800.6363/2–545: Telegram

The Acting Secretary of State to the Ambassador in Italy ( Kirk )

263. The Department approves the procedure recommended in your 315 of 3 p.m. February 5,39 that the note be submitted direct to the Italian Government with information copy to the AC. We have agreed with the British representatives here the text quoted below, which they have referred to London with the recommendation that it be accepted and that the British Embassy Rome be instructed to take action parallel with yours. You are requested to coordinate your action with that of the British Embassy.

The change foreshadowed in the Department’s 151 of 4 p.m. January 26 concerned the following paragraph in the original statement contained in your 1021 of 4 p.m. December 22.39

“In addition it should be a matter of record that the cession of the direct holdings in the petroleum industry of the Italian Government may very probably be an integer among other claims for reparation.”

This paragraph was omitted from the revised text sent to you in the Department’s 108 of 2 p.m. January 19. Subsequently we learned that it was still included in the text as approved by the Foreign Office.

The Department considers that in a matter involving a question of policy such as is dealt with in this paragraph it is most desirable that no grounds be given to the Italian Government for believing that the American and British viewpoints might not be similar. We consider it desirable that the British and American notes should be as similar as possible. Accordingly the Department has prepared a substitute for the above paragraph, with which it is hoped that London will agree. The new paragraph is the fifth in the following text.

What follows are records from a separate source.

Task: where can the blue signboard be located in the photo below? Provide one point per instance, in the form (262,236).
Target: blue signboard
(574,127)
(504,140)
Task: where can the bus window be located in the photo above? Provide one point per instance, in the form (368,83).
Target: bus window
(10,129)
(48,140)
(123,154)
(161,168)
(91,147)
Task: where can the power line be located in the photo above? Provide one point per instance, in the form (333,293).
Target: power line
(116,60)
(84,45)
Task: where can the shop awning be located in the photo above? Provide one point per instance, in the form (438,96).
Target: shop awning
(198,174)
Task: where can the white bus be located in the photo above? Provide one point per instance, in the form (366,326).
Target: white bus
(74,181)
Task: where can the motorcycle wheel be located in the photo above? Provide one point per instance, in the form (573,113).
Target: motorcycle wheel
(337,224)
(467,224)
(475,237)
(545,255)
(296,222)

The note is quoted below in full. A few modifications have been made in the text as sent in our 108 in order to take account of verbal changes suggested by the British which you sent in your 99 of 6 p.m. January 12.39

“In connection with the decree giving legal status to CIP my Government desires to place on the record certain broad aims with respect to the petroleum policy of the Italian Government.

[Page 1307]

It will be recognized by the Italian Government that the injuries done in petroleum operations in Italy to nationals of the United States and the United Kingdom constitute a general problem which will ultimately have to be dealt with. Before the war preferential treatment was received by AGIP and ANIC as compared with that given the petroleum enterprises controlled by Allied nationals, and during the war, serious injury has been inflicted on these enterprises. As the settlement of this problem may require a considerable period, it is the desire of the United States Government that in the meantime the conduct of petroleum affairs in Italy should be such that the interests of American nationals will not be further prejudiced.

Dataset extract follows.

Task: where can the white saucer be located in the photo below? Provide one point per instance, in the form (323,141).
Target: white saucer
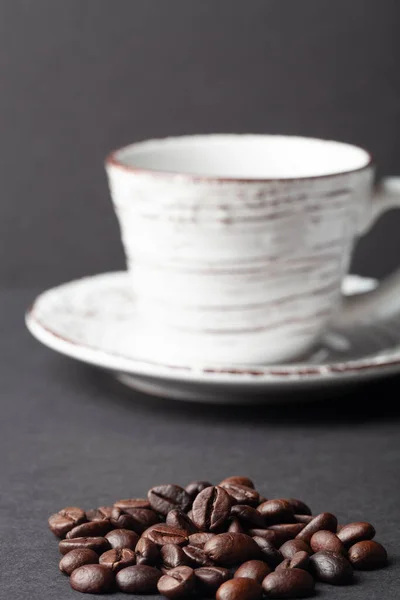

Your Government must also recognize that American petroleum interests in Italy have suffered grave damages, and that at the proper time some satisfactory recompense must be made. Meanwhile, no actions which might tend to complicate further the position of American nationals in the petroleum industry in Italy should be taken or be permitted by the Italian Government.

In particular the petroleum properties and rights formerly belonging to American nationals, or to enterprises in which American nationals were interested, which were confiscated by the Italian Government should not be disposed of to private concerns or individuals. The policies and actions of the Italian Government should be such as to facilitate the return at the earliest possible moment of the properties to the companies from which they were confiscated, including the rights and other intangible assets of the companies and the competitive opportunities which they enjoyed.

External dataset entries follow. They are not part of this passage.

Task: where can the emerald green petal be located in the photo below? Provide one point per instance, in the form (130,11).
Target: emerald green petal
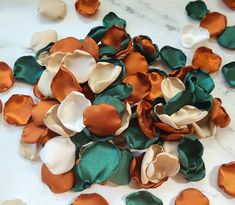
(122,175)
(196,9)
(173,57)
(142,198)
(112,19)
(229,73)
(227,38)
(27,69)
(98,162)
(120,91)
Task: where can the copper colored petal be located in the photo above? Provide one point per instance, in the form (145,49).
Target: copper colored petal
(39,111)
(6,77)
(63,84)
(58,183)
(218,114)
(135,62)
(214,22)
(109,121)
(90,199)
(68,44)
(18,109)
(87,7)
(204,58)
(192,196)
(141,87)
(226,178)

In addition it should be a matter of record that in the ultimate settlement the Italian Government may be required to cede or liquidate various state-owned or controlled properties and assets in order to provide compensation to Allied nationals for damages suffered growing out of the war declared by Italy against the United States. As the petroleum properties and assets which belonged to the Italian Government prior to the confiscation of the American properties may be included among the holdings that will be required for this purpose, no action should be taken by the Italian Government pending the settlement which might result in dissipating these assets or in rendering more difficult their possible mobilization and transfer. This statement is made without prejudice to the claims of American nationals to just compensation for damage and injury suffered, whether sustained before or after the promulgation of the decree legalizing the CIP.

The points set forth above have little to do with petroleum operations currently conducted in Italy but in anticipation of the proper time for their consideration it is believed appropriate to place them upon the record now so as to avoid future misunderstandings.”